A estimativa da Organização Mundial da Saúde (OMS) é de que 50 milhões de pessoas tenham o diagnóstico de epilepsia em todo o mundo, com o registro de dois milhões de novos casos todos os anos. O relatório Epilepsy, a public health imperative (Epilepsia, um imperativo de saúde pública em tradução livre para o português) divulgado em 2019 pela Organização Mundial da Saúde em parceria com organizações não governamentais que tratam do tema aponta que três quartos das pessoas que vivem com epilepsia em países de baixa renda não recebem tratamento adequado, o que aumenta o risco de morte prematura desses pacientes. A morte prematura é três vezes maior em pessoas com epilepsia na comparação com a população em geral.
O documento revela ainda que 25% dos casos de epilepsia podem ser prevenidos com ações de atenção primária, como o reforço nos serviços de atenção à saúde materna e neonatal, controle de doenças transmissíveis (como a meningite), prevenção de lesões (acidentes), e cuidados com a saúde cardiovascular.
Segundo a Organização Pan-Americana da Saúde (Opas), dois terços dos países da América Latina e do Caribe não possuem um programa para o atendimento integral de pessoas com epilepsia. Fator que interfere diretamente no acesso aos medicamentos adequados, que podem acabar com as crises em até 70% dos pacientes. A falta de uma legislação adequada sobre a doença atinge 80% dos países latino-americanos.

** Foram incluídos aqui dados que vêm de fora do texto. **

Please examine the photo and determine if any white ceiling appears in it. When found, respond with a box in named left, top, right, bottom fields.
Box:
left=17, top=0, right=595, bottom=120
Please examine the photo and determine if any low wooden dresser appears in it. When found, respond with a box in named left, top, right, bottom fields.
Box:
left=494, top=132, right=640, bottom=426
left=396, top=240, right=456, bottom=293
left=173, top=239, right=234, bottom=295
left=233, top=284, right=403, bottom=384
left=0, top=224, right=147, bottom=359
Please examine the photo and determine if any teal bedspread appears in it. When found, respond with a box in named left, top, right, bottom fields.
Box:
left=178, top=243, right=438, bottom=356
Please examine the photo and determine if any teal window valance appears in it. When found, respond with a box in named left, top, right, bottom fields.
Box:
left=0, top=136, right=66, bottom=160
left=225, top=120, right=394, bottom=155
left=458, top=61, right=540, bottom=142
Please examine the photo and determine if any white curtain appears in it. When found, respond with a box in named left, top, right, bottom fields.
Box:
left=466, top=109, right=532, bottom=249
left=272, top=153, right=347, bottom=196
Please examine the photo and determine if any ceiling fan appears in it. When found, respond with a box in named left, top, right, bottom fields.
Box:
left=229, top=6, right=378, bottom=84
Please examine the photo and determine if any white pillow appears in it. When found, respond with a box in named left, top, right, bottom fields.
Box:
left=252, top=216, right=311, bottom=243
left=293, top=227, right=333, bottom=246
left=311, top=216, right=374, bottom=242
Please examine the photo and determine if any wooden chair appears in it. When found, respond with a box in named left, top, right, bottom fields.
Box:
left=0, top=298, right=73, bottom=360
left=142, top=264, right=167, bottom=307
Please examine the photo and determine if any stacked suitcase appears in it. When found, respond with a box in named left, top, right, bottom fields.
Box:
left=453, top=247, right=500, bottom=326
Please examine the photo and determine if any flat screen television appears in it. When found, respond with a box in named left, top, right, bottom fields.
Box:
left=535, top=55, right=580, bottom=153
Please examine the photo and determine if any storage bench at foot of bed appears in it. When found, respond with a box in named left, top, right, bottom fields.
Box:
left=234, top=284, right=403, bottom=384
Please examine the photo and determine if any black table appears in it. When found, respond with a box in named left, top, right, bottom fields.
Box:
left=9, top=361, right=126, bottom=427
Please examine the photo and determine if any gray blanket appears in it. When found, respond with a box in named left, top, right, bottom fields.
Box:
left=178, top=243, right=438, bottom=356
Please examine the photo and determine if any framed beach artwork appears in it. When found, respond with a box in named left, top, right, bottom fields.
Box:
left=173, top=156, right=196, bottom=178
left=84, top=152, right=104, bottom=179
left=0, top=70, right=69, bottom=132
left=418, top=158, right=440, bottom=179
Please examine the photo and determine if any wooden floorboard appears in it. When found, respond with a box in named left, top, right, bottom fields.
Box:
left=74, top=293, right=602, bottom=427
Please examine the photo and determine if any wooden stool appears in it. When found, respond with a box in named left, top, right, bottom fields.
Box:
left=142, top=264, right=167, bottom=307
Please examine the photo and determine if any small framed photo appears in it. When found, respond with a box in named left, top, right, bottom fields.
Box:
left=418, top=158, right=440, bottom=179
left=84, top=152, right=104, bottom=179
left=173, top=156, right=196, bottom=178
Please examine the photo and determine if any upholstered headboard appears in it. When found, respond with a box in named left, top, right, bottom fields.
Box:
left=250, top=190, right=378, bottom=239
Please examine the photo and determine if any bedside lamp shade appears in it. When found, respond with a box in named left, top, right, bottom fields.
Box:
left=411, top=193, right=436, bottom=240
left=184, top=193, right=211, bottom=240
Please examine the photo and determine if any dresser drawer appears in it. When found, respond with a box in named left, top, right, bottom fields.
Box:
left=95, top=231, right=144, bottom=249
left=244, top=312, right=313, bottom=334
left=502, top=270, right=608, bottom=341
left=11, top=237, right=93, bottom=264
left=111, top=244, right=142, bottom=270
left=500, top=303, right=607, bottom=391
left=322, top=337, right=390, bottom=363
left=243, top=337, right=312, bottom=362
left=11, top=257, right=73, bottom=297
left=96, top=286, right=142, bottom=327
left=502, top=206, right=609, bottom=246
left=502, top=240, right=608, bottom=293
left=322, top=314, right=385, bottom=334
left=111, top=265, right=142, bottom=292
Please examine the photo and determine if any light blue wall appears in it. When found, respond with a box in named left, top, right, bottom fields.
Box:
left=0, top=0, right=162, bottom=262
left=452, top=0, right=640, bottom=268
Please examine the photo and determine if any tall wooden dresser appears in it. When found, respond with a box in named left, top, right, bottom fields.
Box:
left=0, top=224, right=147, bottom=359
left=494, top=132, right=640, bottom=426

Como ajudar - As crises acontecem de forma inesperada e repentina, por isso é importante saber como agir. Caso você presencie algum episódio convulsivo é fundamental manter a calma e seguir as orientações abaixo:
- tente evitar que a pessoa caia bruscamente no chão;
- tente colocar a pessoa deitada de costas, em lugar seguro e com a cabeça protegida com algo macio (pode ser uma almofada, um travesseiro ou até mesmo um casaco enrolado);
- acomode a cabeça voltada para o lado para evitar o sufocamento com saliva ou vômito;
- não impeça os movimentos da pessoa, deixa-a debater-se e retire do local objetos que possam causar ferimentos;
- não tente colocar nenhum objeto na boca da pessoa durante a convulsão;
- se possível cronometre o tempo de duração da convulsão;
- quando a crise passar, deixe a pessoa recuperar a consciência e descansar;
- se a crise convulsiva durar mais de 5 minutos sem sinais de melhora, peça ajuda médica.